Citation |
VGW(HU.774.136
29 Dec 1774:13, 21 (1221)
Reflections on the Absurdity, Folly, and Inconsistency, of
various fashionable Customs and Ceremonies practised in
publick and private Companies.
. . . [2 columns criticising social customs, of drinking
healths at tables, etc]
There is yet another custom, which of all others tires the
senses and stupefies the fancy.

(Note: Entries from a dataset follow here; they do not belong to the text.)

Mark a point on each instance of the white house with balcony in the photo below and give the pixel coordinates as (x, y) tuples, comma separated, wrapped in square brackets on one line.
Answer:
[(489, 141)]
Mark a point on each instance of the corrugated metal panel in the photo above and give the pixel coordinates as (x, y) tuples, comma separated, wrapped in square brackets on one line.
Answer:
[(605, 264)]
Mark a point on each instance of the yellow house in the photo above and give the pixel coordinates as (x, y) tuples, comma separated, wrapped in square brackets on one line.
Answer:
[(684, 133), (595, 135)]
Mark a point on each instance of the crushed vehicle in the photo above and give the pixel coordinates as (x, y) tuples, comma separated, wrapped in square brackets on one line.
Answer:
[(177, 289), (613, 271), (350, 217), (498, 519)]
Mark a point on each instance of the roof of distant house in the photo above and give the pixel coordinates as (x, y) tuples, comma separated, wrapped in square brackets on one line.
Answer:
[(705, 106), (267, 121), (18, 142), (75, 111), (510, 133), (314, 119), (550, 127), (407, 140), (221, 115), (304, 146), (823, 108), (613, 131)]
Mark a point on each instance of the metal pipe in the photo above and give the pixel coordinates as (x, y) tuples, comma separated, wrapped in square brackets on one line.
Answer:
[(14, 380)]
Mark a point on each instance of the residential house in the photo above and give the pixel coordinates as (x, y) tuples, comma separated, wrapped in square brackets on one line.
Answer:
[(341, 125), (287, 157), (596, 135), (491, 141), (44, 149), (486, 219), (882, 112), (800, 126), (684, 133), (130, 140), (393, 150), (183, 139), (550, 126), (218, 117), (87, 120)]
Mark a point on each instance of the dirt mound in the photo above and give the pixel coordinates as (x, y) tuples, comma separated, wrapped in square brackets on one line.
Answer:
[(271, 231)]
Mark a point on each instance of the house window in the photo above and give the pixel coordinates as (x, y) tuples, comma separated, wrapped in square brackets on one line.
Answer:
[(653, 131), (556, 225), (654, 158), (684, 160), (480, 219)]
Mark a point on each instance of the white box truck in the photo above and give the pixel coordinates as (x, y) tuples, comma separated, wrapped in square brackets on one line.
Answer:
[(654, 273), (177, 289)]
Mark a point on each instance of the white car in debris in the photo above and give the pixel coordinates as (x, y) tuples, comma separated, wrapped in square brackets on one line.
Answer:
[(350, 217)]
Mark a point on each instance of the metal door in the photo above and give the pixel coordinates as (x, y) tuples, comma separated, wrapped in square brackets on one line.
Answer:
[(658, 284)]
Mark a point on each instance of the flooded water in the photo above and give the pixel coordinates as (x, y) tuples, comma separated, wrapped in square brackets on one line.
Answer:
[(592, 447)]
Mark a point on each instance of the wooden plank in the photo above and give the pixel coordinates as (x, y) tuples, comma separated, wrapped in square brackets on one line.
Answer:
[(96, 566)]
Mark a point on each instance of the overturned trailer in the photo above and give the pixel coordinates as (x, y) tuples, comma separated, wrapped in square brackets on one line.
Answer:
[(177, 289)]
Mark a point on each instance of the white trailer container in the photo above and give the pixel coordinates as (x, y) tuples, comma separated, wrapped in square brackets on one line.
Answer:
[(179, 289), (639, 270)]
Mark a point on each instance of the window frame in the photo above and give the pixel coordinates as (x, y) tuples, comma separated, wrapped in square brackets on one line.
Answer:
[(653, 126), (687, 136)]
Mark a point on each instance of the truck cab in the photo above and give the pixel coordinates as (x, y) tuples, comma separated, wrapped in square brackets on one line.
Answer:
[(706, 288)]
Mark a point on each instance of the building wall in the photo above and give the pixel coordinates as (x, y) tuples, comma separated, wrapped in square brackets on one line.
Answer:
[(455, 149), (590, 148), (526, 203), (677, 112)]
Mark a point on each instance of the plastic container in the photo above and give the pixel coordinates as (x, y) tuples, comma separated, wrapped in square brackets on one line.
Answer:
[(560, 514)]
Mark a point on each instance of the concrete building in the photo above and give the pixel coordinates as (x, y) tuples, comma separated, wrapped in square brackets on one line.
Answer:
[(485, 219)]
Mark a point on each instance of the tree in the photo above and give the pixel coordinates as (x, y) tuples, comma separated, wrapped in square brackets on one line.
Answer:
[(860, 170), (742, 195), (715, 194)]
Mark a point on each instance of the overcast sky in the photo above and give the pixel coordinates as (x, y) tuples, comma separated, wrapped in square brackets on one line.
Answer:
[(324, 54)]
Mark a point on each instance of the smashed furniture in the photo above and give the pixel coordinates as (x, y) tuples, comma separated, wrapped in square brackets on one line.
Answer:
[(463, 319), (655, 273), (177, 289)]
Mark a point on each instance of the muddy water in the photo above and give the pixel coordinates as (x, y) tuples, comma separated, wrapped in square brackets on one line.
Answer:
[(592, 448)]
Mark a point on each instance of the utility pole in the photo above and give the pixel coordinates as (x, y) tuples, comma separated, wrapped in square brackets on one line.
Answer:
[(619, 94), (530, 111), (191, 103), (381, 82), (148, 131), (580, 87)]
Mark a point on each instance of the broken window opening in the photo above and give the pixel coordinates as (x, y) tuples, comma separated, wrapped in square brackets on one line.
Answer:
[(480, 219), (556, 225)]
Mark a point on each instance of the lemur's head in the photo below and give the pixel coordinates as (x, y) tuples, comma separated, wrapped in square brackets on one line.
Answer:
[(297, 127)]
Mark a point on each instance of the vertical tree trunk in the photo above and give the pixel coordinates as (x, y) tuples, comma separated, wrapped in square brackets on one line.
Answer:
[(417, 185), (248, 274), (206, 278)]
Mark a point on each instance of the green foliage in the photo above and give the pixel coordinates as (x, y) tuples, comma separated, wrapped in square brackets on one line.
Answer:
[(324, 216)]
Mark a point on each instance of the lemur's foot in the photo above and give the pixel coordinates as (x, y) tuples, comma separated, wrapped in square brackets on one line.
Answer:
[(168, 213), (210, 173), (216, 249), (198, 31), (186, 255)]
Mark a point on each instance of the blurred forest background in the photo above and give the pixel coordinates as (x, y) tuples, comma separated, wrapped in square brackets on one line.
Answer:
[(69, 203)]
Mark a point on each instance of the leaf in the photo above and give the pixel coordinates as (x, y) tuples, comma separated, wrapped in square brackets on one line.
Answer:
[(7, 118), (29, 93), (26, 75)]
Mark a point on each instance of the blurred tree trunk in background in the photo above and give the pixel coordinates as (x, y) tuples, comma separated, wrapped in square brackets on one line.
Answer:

This is the absurd parade
of asking some pouting miss to sing, who will bear teazing
for a full hour before she complies, and then. in a most
wretched squall, she disturbs your ears for an hour; for
when once set off she rattles away like the clack of a mill,
while all the company are under the necessity of praising
this screaming devil for the very torture she had given
them.
Others again are plaguing some ass of a fellow for a song,
who begins braying in a most dissonant tone, without one
requisite to please; and if you do not keep renew at your
solicitations for the continuance of his noise, he thinks
himself used very ill.
There is a set of fellows in this town who have a few
songs ready cut and dried, and are uneasy until they have
shot them off upon the company. Primrose Billy is a kind of
this kidney; he has no conversation, so that all the
entertainment which you can promise yourself in his company
is the songs that he gives you. These you must keep
demanding, until he has twittered away all his stock. . . so
that you act under the necessity of proceeding from ballad
to ballad till your coach relieves you.
What ear, ye sirens, can endure the pest
Of a man roaring like a storm at west?
Or who can bear, that hath an ear at all,
To hear some Hoyden miss for evenings squall!